OPINI—Kabinet Merah Putih pemerintahan Presiden Prabowo Subianto dan Wapres Gibran Rakabuming Raka resmi dimulai setelah Presiden melantik 48 menteri, 5 pejabat setingkat menteri, serta 56 wakil menteri.
Sebelumnya, para anggota DPR yang baru juga sudah resmi dilantik. Meski baru, banyak di antara anggotanya adalah wajah lama. Bahkan jabatan ketua DPR yang baru, juga dipegang kembali oleh Puan Maharani dari PDIP yang notabene adalah Ketua DPR periode sebelumnya.
Yang menarik, para anggota DPR baru ini, ternyata 60 persennya adalah pengusaha dan 174 orang terindikasi terhubung dengan politik dinasti.
Dalam pidato sambutan untuk acara Kompas 100 CEO Forum di Istana Garuda, Ibu Kota Nusantara, Kalimantan Timur, Sabtu (12-10-2024), Presiden Jokowi menyampaikan optimismenya atas kondisi Indonesia di bawah kepemimpinan Prabowo. Ia merasa yakin target pertumbuhan ekonomi 8% yang dicanangkan Prabowo akan mampu diwujudkan.
Presiden Jokowi juga yakin pada lima tahun mendatang, pemerintahan baru akan mampu mendongkrak GDP per kapita Indonesia hingga tumbuh di atas 8.000 dolar AS. Adapun pada 10 tahun berikutnya, GDP Indonesia akan berada pada angka kurang lebih 11.000—12.000 dolar AS.
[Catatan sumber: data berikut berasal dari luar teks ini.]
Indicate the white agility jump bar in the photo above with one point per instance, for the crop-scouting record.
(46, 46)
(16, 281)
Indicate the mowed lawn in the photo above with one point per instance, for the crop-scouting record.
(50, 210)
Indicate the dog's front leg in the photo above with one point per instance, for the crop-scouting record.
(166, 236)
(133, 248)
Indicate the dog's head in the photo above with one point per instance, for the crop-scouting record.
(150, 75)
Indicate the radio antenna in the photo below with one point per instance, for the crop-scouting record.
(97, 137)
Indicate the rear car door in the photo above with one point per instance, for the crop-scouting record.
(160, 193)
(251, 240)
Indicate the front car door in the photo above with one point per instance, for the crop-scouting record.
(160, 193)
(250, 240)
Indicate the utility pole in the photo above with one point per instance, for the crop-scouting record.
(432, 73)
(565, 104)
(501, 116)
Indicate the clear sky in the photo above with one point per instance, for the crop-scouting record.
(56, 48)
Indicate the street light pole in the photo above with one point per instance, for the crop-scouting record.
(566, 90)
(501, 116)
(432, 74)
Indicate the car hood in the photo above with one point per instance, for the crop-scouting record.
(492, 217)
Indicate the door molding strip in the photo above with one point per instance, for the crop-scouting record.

Sebelumnya, Presiden Prabowo memang sempat menyampaikan targetnya menggenjot pertumbuhan ekonomi hingga 8%. Hal tersebut ia sampaikan saat menjadi pembicara dalam acara BNI Investor Daily Summit 2024 di Jakarta Convention Center (JCC), Jakarta Pusat pada Rabu (9-10-2024).
Bernasib Sama
Faktanya, meski telah sering gonta-ganti rezim, keadaan negeri ini bukan tambah maju, tetapi malah makin mundur dan terpuruk. Rezim Jokowi yang sejak di periode pertama pemerintahannya (2014-2019) sudah digadang-gadang membawa harapan baru, toh hanya memberikan harapan semu, bahkan palsu. Justru pada masa rezim Jokowi segala sisi makin rusak. Hal itu terus berlanjut hingga periode kedua pemerintahannya (2019-2024).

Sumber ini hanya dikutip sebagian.